A nurse is assessing a client who has a lesion on his skin. Which of the following findings is a clinical manifestation of a malignant melanoma? a. Rough, dry, scaly lesion b. Firm nodule with crust c. Pearly papule with ulcerated center d. Irregularly shaped lesion with blue tones

d. Irregularly shaped lesion with blue tones Malignant melanomas are irregularly shaped and can be blue, red, or white in tone. They often occur on the client's upper back and lower legs.

A nurse is assessing a client who has Kaposi's sarcoma. Which of the following findings should the nurse expect? a. A nonproductive cough, fever, and shortness of breath b. Lesions on the retina that produce blurred vision c. Onset of progressive dementia d. Reddish-purple skin lesions

d. Reddish-purple skin lesions Kaposi's sarcoma is commonly associated with AIDS and manifests as hyperpigmented multicentric lesions that can be firm, flat, raised, or nodular. Following biopsy, the lesions are treated with radiation and/or chemotherapy.

A nurse is preparing a client for a thoracentesis. In which of the following positions should the nurse place the client? a. Lying flat on the affected side b. Prone with the arms raised over the head c. Supine with the head of the bed elevated d. Sitting while leaning forward over the bedside table

d. Sitting while leaning forward over the bedside table When preparing a client for a thoracentesis, the nurse should have the client sit on the edge of the bed and lean forward over the bedside table because this position maximizes the space between the client's ribs and allows for aspiration of accumulated fluid and air.

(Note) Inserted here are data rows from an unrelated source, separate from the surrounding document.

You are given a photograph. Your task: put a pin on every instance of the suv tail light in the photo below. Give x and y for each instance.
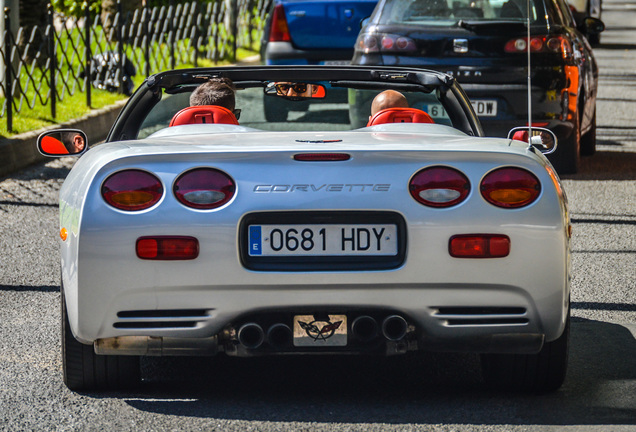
(204, 188)
(132, 190)
(386, 43)
(552, 44)
(439, 187)
(279, 32)
(510, 187)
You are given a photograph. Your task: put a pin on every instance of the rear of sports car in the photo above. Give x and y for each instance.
(359, 243)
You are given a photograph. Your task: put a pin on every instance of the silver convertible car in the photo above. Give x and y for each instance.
(333, 231)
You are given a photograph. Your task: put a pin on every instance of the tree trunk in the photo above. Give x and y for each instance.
(33, 13)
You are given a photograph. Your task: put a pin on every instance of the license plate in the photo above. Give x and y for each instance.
(436, 111)
(329, 331)
(485, 108)
(323, 240)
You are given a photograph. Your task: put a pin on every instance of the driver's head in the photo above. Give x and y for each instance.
(216, 91)
(388, 99)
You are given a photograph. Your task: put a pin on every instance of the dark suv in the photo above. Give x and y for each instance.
(484, 44)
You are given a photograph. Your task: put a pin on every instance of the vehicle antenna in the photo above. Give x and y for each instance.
(529, 76)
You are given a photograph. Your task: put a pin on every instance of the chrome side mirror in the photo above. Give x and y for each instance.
(592, 26)
(541, 138)
(62, 142)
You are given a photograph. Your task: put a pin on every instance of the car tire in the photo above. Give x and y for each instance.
(275, 111)
(543, 372)
(85, 370)
(594, 39)
(567, 155)
(588, 141)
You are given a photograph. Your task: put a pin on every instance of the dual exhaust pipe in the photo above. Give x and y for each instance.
(252, 335)
(365, 328)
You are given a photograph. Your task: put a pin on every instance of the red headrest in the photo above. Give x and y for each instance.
(199, 114)
(400, 115)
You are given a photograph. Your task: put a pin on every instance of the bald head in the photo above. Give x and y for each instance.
(388, 99)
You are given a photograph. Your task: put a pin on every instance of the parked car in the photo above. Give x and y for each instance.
(582, 9)
(484, 45)
(334, 232)
(313, 32)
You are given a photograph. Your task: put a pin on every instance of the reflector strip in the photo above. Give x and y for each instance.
(321, 157)
(164, 248)
(479, 246)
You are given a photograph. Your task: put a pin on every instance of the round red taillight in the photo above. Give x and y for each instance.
(510, 187)
(204, 188)
(439, 187)
(132, 190)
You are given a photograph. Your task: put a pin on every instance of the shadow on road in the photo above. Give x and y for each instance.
(436, 389)
(606, 165)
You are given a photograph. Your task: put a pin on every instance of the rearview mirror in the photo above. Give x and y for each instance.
(295, 90)
(543, 139)
(62, 142)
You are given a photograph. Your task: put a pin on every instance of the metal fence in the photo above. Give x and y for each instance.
(71, 55)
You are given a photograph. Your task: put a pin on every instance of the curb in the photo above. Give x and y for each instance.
(21, 150)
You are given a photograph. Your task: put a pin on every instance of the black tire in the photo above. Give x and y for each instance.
(533, 373)
(567, 156)
(594, 39)
(275, 110)
(85, 370)
(588, 141)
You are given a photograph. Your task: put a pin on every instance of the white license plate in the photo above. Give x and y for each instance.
(436, 111)
(485, 108)
(325, 331)
(323, 240)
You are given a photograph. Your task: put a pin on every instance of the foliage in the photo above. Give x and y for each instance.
(75, 8)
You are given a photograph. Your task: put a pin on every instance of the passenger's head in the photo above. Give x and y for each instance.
(216, 91)
(388, 99)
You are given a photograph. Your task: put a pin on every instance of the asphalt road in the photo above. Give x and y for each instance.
(340, 394)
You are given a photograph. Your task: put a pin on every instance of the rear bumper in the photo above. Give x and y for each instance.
(453, 317)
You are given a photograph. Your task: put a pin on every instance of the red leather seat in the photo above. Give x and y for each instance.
(200, 114)
(400, 115)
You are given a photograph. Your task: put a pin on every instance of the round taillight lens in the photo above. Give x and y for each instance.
(132, 190)
(204, 188)
(439, 187)
(510, 187)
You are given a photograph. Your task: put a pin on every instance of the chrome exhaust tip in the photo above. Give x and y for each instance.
(251, 335)
(279, 335)
(364, 328)
(394, 327)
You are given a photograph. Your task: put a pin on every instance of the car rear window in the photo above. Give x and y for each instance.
(449, 12)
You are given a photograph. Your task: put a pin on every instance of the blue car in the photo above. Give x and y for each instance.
(313, 32)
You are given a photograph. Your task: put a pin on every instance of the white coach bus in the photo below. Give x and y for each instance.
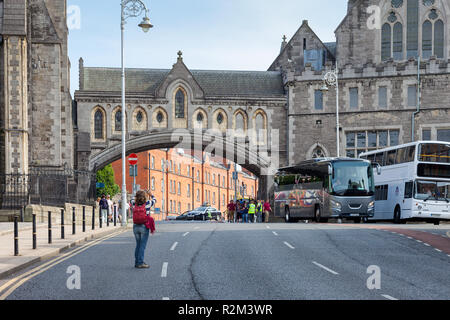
(414, 183)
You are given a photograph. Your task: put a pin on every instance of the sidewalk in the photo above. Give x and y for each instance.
(10, 264)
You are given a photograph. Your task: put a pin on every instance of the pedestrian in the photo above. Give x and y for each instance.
(231, 210)
(259, 211)
(267, 210)
(110, 207)
(245, 213)
(103, 208)
(251, 211)
(141, 233)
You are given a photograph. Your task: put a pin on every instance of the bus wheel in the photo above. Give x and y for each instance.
(317, 214)
(287, 215)
(397, 215)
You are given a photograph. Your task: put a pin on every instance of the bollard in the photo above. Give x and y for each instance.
(16, 237)
(34, 232)
(73, 221)
(49, 227)
(84, 219)
(62, 224)
(93, 218)
(115, 216)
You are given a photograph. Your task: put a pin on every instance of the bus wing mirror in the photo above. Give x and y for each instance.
(378, 168)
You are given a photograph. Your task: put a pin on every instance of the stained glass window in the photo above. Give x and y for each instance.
(118, 121)
(179, 104)
(98, 124)
(439, 39)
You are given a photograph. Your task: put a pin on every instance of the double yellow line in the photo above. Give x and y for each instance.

A nurse is planning care for a client who has been admitted for treatment of a malignant melanoma of the upper leg without metastasis. The nurse should plan to prepare the client for which of the following procedures? a. Curettage b. External radiation therapy c. Regional chemotherapy d. Surgical excision

d. Surgical excision The therapeutic approach to malignant melanoma depends on the level of invasion and the depth of the lesion. Surgical excision is the treatment of choice for small, superficial lesions. Deeper lesions require wide local excision, followed by skin grafting.

A nurse is assessing a client who sustained superficial partial-thickness and deep partial-thickness burns 72 hr ago. Which of the following findings should the nurse report to the provider? a. Edema in the burned extremities b. Severe pain at the burn sites c. Urine output of 30 mL/hr d. Temperature of 39.1° C (102.4° F)

d. Temperature of 39.1° C (102.4° F) An elevated temperature is an indication of infection and the nurse should report this finding to the provider. Sepsis is a critical finding following a major burn injury. Initially, burn wounds are relatively pathogen-free. On approximately the third day following the injury, early colonization of the wound surface by gram-negative organisms changes to predominantly gram-positive opportunistic organisms.

A nurse is caring for a client who has a tracheostomy with an inflated cuff in place. Which of the following findings indicates that the nurse should suction the client's airway secretions? a. The client is unable to speak. b. The client's airway secretions were last suctioned 2 hr ago. c. The client coughs and expectorates a large mucous plug. d. The nurse auscultates coarse crackles in the lung fields.

d. The nurse auscultates coarse crackles in the lung fields. The nurse should auscultate coarse crackles or rhonchi, identify a moist cough, hear or see secretions in the tracheostomy tube, and then suction the client's airway secretions.